L’industrie agroalimentaire tremble en Bretagne. Les secousses proviennent de la Cooperl, la coopérative bretonne qui est numéro un du porc en France. Condamnée à une amende de 35,5 millions d’euros par l’Autorité de la concurrence dans l’affaire du « cartel du jambon », la Cooperl envisage désormais de fermer plusieurs de ses usines. « Je ne fais pas de chantage, on joue notre survie », a indiqué ce mardi lors d’une conférence de presse Emmanuel Commault, directeur général du groupe coopératif qui emploie 7.200 salariés, principalement dans le Grand Ouest.

Mi-juillet, douze industriels du jambon et de la charcuterie avaient écopé de 93 millions d'euros de pénalités pour des ententes sur les prix entre 2010 et 2013. L’exécution de cette sanction n’a pas encore été exigée par l’Autorité, selon le groupe, qui s’attend à ce que cela survienne d’ici à la fin octobre. La plus forte sanction la Cooperl, basée à Lamballe (Côtes-d’Armor), qui a défendu son innocence lors de la procédure et a fait appel.

« On nous met virtuellement en cessation de paiement »
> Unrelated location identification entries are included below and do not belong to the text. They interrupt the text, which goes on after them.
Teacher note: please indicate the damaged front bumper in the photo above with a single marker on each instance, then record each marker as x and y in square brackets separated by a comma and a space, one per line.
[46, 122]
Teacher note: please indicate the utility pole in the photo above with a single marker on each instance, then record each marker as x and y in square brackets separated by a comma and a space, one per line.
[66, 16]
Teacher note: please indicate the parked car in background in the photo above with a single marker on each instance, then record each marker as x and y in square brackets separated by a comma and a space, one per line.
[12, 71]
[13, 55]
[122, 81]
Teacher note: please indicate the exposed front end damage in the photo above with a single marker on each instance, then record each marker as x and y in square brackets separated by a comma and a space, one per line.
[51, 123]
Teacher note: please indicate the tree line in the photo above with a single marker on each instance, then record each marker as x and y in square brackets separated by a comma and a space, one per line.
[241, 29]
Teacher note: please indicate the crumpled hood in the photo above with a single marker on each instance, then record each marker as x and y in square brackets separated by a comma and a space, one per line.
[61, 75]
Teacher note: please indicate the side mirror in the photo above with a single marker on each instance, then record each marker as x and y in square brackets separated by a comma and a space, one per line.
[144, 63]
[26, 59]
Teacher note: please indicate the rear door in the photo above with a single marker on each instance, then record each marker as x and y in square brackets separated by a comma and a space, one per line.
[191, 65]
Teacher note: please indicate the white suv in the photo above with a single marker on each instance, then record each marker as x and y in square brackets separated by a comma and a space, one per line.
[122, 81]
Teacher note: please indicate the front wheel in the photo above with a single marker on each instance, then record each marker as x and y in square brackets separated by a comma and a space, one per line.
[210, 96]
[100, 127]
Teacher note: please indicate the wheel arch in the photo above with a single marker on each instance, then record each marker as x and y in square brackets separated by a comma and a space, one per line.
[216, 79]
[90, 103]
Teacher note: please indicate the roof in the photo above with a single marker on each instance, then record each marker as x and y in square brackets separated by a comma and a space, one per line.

Il lui est spécifiquement reproché d’avoir échangé avec d’autres fabricants de jambon cuit entre 2010 et 2012 « pour se concerter sur les offres en prix à proposer, notamment en réponse aux appels d’offres des enseignes de la grande distribution », selon le texte de la décision. Pour le groupe Cooperl, sa condamnation repose sur un « faux document », le carnet d’un directeur commercial de la société Aoste, filiale du groupe Campofrio. Campofrio a sollicité la clémence de l'Autorité de la concurrence dans cette affaire et a écopé à ce titre d’une amende minorée, d’un million d’euros.

« En nous condamnant brutalement sur la base d’un faux […], on nous met virtuellement en cessation de paiement », a déploré Emmanuel Commault, soulignant que l’appel ne suspendait pas le versement de l’amende. « Si on nous demande de payer dans les jours qui viennent […], on arrête tous les recrutements, tous les projets d’investissement et on s’engage dans un plan de restructuration dur », a-t-il ajouté, mentionnant des « baisses de salaires » et la « fermeture d’usines ».

« Le plan est presque près », a-t-il ajouté, soulignant que la « réflexion » portait sur plusieurs usines, parmi les douze rachetées dans le cadre de la reprise de Brocéliande en 2010 et des actifs de la holding Financière Turenne Lafayette en 2017.